GD&T through Industrial CT
Turning to industrial CT’s software capabilities (acc. to DIN EN ISO 1101) for your GD&T projects is a viable measurement solution for obtaining a complete and accurate 3-D model of the part’s internal and external geometries. Complex parts are scanned in a free-state environment, allowing for both external and internal components to be validated quickly and accurately without destructive testing. Once the scan is completed the GD&T program is written around the scan data set and referenced to the part print. From there, the GD&T program is instantaneously applied to future scans of the same or mirrored part.
Delivering critical insights into part features requires software that guarantees its accuracy. What you want is a successful scan, analysis and measurement of your part to make a qualified decision within a shorter time frame and get to production faster. This allows you to receive a value added solution because it increases the value in actionable data to drive performance improvement and it upgrades standards in quality control.
Working off a Gaussian least squares model, repeatability is much higher and measurement programs can be applied to multiple parts, so once a program is written it can be applied to subsequent parts as well. Since the software is a virtual environment, a coordinate system can be created however the user wants. With its intuitive menu and its approach of applying sub objects for measurement, the computed tomography software provides the ability to adjust a sub object, which is then updated down the chain. For example, cylindricity call outs are extremely difficult, time consuming, and costly to measure with alternative methods. The cylindricity function through industrial CT’s software with a CT dataset makes performance calculations as easy as finding a standard dimension or radii. Additional value added features of measuring GD&T through industrial CT software include:
- GD&T with CT datasets can be performed on parts less than 1 millimeter in size
- GD&T with CT datasets can be performed on small intricate parts in 3-D as opposed to 2-D
- GD&T with CT datasets can be performed on different material densities inside a part of an assembly
Industrial CT scanning works by taking several hundred to several thousands of 2-D X-ray images covering 360 degrees. Once the scan is completed the 2-D X-ray images are reconstructed in 3-D, giving you the opportunity to see the external and internal features of the part, inspect for defects, and capture exact geometrical measurements for comparison and metrology purposes.
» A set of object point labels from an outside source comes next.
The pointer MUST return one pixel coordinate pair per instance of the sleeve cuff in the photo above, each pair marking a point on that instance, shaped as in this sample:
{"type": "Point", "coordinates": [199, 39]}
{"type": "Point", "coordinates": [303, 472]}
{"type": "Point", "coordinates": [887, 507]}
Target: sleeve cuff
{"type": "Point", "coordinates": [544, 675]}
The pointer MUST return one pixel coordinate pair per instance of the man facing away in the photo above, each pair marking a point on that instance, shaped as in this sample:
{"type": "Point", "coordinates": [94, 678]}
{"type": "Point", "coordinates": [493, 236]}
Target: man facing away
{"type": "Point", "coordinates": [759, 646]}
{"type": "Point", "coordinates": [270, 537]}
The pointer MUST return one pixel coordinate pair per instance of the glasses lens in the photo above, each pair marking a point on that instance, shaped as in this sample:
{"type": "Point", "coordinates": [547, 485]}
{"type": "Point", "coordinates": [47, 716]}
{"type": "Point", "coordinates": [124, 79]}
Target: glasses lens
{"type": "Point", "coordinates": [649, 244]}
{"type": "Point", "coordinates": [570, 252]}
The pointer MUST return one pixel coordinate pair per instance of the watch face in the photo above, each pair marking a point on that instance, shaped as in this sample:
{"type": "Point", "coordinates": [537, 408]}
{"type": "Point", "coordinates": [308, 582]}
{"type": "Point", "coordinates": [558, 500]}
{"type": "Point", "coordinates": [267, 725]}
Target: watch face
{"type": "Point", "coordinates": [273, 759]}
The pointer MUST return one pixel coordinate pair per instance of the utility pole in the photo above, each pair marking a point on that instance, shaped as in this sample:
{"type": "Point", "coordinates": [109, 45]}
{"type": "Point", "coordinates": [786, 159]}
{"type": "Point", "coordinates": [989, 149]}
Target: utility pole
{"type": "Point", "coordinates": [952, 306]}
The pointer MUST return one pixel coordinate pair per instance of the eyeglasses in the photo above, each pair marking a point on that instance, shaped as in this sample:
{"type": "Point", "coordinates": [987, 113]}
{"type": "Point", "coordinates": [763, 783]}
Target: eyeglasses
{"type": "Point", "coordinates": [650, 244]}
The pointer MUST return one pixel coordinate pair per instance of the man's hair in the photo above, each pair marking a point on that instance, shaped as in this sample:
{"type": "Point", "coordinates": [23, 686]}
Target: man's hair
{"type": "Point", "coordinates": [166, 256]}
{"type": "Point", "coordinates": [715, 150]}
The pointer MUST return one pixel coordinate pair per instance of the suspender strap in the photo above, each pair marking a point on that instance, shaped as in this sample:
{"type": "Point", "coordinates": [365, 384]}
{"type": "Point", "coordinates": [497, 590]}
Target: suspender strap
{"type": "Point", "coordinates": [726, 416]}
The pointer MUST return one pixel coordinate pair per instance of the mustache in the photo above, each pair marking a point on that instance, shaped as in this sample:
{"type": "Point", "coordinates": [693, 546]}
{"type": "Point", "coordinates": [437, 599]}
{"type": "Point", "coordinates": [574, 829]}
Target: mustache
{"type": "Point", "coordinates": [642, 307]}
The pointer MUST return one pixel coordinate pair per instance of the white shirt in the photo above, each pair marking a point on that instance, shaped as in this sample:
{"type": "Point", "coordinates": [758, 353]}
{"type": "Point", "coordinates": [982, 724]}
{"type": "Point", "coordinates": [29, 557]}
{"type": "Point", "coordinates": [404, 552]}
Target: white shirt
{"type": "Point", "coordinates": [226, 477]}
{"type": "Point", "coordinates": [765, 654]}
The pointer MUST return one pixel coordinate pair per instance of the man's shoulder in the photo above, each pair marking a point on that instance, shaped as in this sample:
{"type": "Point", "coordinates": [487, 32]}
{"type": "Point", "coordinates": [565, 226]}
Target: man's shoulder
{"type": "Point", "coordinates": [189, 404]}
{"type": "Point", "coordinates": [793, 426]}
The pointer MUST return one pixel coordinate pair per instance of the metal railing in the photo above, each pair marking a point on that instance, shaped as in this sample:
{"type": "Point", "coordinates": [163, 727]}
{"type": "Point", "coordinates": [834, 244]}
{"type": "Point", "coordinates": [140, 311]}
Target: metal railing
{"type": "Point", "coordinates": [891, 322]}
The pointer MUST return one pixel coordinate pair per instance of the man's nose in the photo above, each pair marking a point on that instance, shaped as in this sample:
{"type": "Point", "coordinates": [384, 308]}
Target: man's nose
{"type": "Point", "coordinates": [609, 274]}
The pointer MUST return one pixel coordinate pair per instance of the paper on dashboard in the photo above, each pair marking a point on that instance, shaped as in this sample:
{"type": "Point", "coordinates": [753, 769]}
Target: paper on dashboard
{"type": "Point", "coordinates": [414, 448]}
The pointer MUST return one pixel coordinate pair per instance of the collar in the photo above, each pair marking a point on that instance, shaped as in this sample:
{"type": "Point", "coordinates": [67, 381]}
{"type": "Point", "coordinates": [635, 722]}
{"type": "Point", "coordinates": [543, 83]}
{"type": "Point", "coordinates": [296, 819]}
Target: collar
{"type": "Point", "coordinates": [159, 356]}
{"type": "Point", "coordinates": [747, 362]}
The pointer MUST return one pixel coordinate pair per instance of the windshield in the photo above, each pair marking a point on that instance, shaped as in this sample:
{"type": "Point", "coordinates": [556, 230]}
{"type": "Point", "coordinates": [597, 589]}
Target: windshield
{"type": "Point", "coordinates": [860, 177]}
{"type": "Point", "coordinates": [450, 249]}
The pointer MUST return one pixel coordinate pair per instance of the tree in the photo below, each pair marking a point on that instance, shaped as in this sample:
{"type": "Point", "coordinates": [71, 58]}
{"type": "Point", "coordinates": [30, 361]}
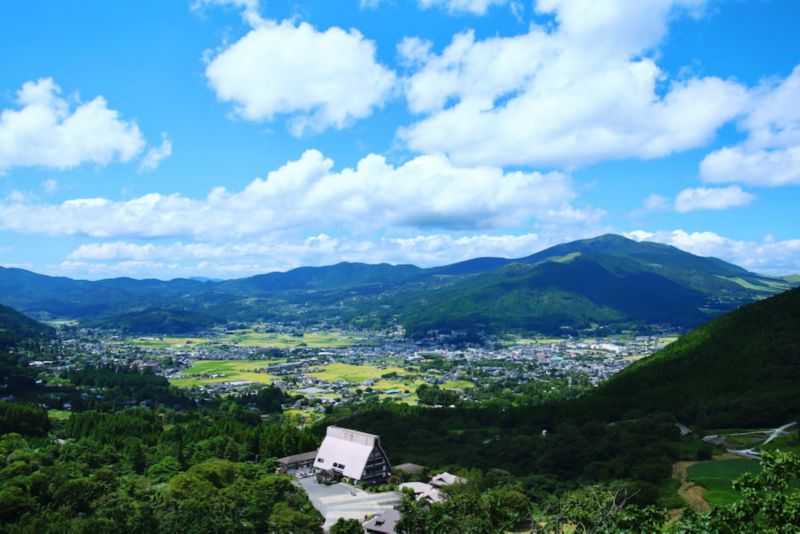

GD&T has been an essential tool for establishing design intent, to make sure that parts meet the requirements of fit, function and interchangeability. Industrial CT scanning is setting a new standard in qualifying pre-production parts quickly and accurately while reducing inspection costs. This is achieved by using the right technology, expert analytical support, and scan data calibration to ensure accuracy. The accuracy, efficiency, and reduced turnaround time demonstrates that industrial CT scanning will continue its trend of becoming a required tool for inspection, as industry leaders are identifying both the value in inspection standards and the cost savings it offers.
This new functionality allows measurement uncertainty to be drastically reduced for all geometry based analysis, by rapid fitting of thousands of measuring points.